Et puis, la décroissance, c’est aussi tout ce qui se bricole dans les marges, dans les franges de la société : les AMAP, le renouveau des coopératives.. Aujourd’hui, apprendre ensemble à retrouver de la joie de vivre.
Et puis la décroissance, et je terminerai dessus, c’est aussi l’ébauche du commencement de ce que pourrait devenir un vrai projet de société. Je prendrai une série d’exemples.
On peut reprocher tout ce qu’on veut à la société de consommation, à la société capitaliste, à la société productiviste ; il faut reconnaître que c’est une société diablement efficace. Nous, nous sommes tombés dans la marmite de la consommation il y a 70 ans et on en veut encore. Et les peuples qui n’y sont pas encore tombés ne demandent que ça. Tant que nous n’aurons pas quelque chose d’aussi fort humainement, anthropologiquement que le « toujours plus », on n’y arrivera pas. La seule chose qui soit à la hauteur, c’est la gratuité.

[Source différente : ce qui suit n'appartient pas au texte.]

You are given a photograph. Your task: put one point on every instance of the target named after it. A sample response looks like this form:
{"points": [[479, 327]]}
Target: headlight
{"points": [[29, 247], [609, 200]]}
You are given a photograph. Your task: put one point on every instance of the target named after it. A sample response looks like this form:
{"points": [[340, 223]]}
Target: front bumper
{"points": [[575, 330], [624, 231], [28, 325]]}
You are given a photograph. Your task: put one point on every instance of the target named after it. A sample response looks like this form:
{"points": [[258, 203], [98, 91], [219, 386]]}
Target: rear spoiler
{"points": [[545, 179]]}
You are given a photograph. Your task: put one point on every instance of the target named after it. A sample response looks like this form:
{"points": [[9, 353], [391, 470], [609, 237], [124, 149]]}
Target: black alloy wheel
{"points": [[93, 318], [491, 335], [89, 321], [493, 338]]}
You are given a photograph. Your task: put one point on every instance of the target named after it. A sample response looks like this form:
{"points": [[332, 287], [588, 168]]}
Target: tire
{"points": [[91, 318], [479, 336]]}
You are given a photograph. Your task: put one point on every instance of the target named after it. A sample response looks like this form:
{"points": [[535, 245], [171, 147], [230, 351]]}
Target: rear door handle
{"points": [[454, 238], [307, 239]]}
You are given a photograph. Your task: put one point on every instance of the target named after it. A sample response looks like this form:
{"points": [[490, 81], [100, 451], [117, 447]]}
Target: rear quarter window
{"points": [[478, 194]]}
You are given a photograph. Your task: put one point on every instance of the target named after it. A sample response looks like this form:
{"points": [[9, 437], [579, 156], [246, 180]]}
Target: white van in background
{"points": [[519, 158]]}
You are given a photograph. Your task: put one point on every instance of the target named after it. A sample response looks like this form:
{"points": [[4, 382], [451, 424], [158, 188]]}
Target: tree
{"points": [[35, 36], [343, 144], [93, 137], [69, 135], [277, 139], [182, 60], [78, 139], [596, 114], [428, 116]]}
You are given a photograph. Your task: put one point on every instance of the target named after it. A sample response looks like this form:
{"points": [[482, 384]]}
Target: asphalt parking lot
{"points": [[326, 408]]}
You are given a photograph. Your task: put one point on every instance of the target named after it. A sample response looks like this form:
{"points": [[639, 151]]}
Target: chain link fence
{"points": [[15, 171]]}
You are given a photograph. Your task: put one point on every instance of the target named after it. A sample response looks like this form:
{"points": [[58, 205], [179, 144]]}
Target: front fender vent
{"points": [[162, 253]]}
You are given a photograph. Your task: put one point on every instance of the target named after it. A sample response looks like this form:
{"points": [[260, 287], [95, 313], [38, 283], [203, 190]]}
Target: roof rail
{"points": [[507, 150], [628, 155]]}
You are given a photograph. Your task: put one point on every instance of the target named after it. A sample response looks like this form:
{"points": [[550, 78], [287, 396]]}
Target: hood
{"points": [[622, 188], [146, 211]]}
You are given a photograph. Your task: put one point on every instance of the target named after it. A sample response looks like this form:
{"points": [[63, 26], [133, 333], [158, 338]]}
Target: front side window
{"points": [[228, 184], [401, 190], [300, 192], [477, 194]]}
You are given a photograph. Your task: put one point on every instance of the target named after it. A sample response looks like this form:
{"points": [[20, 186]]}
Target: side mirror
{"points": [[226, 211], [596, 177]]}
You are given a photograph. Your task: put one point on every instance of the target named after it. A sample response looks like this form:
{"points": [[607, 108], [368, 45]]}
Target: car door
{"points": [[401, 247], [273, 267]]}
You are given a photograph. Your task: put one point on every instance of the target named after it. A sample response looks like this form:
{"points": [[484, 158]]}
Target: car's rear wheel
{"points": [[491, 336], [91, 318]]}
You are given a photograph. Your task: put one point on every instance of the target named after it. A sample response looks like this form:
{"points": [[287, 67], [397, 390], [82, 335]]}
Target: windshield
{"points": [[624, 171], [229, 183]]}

Je dirais pour conclure que ce qui me semble caractériser notre société, c’est tout simplement l’inversion du sacré et du profane. Nous n’avons de cesse de profaner le sacré que nous nous étions donné (la liberté, l’égalité, la fraternité, la solidarité, le génome humain, les biens communs) et à côté de cette profanation de notre sacré, nous n’avons de cesse de sacraliser le plus profane, l’ordinaire (le culte du paraître, le culte de l’argent, si possible facile, le culte de la consommation). Le fait de rendre sacré, intouchable, l’ordinaire, le profane, c’est la définition du totalitarisme que donnait la grande philosophe américaine Hannah Arendt.
Je dirais pour terminer que la décroissance, c’est aussi une façon de dire que l’avenir appartient aux poètes. L’avenir n’appartient pas aux économistes.